有关于zookeeper的序列化方式,其采用的是一种名为jute的方式。这种方式相对而言,还是比较老的,貌似跟不上时代潮流了。因为jute的方式本质上使用的是JDK自带的序列化方式,那么相对现在流行的protobuf等方式显得确实笨重了许多。但是总体看来,序列化并不是zookeeper的性能瓶颈,且为了兼容,所以zookeeper一直没有更换这种序列化方式。
1.JDK的DataInputStream和DataOutputStream在介绍Jute之前,我们先来学习下JDK的DataInputStream和DataOutputStream。
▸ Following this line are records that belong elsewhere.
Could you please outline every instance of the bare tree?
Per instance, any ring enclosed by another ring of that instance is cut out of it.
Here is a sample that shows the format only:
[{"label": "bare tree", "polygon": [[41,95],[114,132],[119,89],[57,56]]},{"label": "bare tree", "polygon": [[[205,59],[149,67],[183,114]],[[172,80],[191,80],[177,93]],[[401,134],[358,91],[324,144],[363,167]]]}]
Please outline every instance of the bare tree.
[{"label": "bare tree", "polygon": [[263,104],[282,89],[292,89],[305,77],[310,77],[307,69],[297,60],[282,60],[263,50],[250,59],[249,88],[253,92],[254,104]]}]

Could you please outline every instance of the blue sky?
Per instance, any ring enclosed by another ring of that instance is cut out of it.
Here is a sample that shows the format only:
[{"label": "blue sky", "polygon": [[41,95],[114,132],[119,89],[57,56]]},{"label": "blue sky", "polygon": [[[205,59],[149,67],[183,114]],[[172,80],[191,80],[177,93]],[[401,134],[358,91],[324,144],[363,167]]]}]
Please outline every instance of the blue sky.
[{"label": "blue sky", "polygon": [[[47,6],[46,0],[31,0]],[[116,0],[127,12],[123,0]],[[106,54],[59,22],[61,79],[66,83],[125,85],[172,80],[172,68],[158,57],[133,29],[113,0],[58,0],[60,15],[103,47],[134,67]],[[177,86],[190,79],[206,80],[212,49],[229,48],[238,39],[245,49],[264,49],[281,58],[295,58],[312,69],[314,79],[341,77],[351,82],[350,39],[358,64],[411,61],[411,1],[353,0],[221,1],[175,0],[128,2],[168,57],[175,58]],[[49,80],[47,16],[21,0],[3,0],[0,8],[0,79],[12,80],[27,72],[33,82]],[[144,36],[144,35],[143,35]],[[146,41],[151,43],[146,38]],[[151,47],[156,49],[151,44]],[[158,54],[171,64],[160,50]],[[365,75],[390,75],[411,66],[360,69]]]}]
这种方式,允许我们的应用程序以与机器无关的方式从底层输入(输出)流中读取(写入)基本的java类型。我们先来看下使用方式
@Test
public void test() {
String file = "D:\\test.txt";
DataOutputStream dataOutputStream = null;
DataInputStream dataInputStream = null;
try {
dataOutputStream = new DataOutputStream(new FileOutputStream(new File(file)));
// 顺序写入int string 和boolean类型数据
dataOutputStream.writeInt(121);
dataOutputStream.write("jack".getBytes());
dataOutputStream.writeBoolean(true);
dataInputStream = new DataInputStream(new FileInputStream(file));
// 按照写入的顺序,读取值
int i = dataInputStream.readInt();
System.out.println(i);
// 这里需要注意的时,我们写入的字符串是4byte,所以这里直接设置bytes数组长度为4
byte[] bytes = new byte[4];
int read = dataInputStream.read(bytes);
String name = new String(bytes);
System.out.println(name);
boolean b = dataInputStream.readBoolean();
System.out.println(b);
} catch (IOException e) {
e.printStackTrace();
} finally {
try {
dataOutputStream.close();
dataInputStream.close();
} catch (IOException e) {
e.printStackTrace();
}
}
}
2.Jute序列化方式的使用
2.1 创建实体类,实现Record接口
public class Person implements Record {
private int age;
private String name;
public Person(int age, String name) {
this.age = age;
this.name = name;
}
public void serialize(OutputArchive archive, String tag) throws IOException {
// 每个以startRecord开头,endRecord结尾
archive.startRecord(this, tag);
archive.writeInt(age, "age");
archive.writeString(name, "name");
archive.endRecord(this, tag);
}
public void deserialize(InputArchive archive, String tag) throws IOException {
archive.startRecord(tag);
age = archive.readInt("age");
name = archive.readString("name");
archive.endRecord(tag);
}
@Override
public String toString() {
return "Person{" +
"age=" + age +
", name='" + name + '\'' +
'}';
}
}
Record接口是Jute序列化的核心接口,每个需要被序列化的实例都需要实现这个接口,该接口主要定义了序列化和反序列的方法
public interface Record {
public void serialize(OutputArchive archive, String tag)
throws IOException;
public void deserialize(InputArchive archive, String tag)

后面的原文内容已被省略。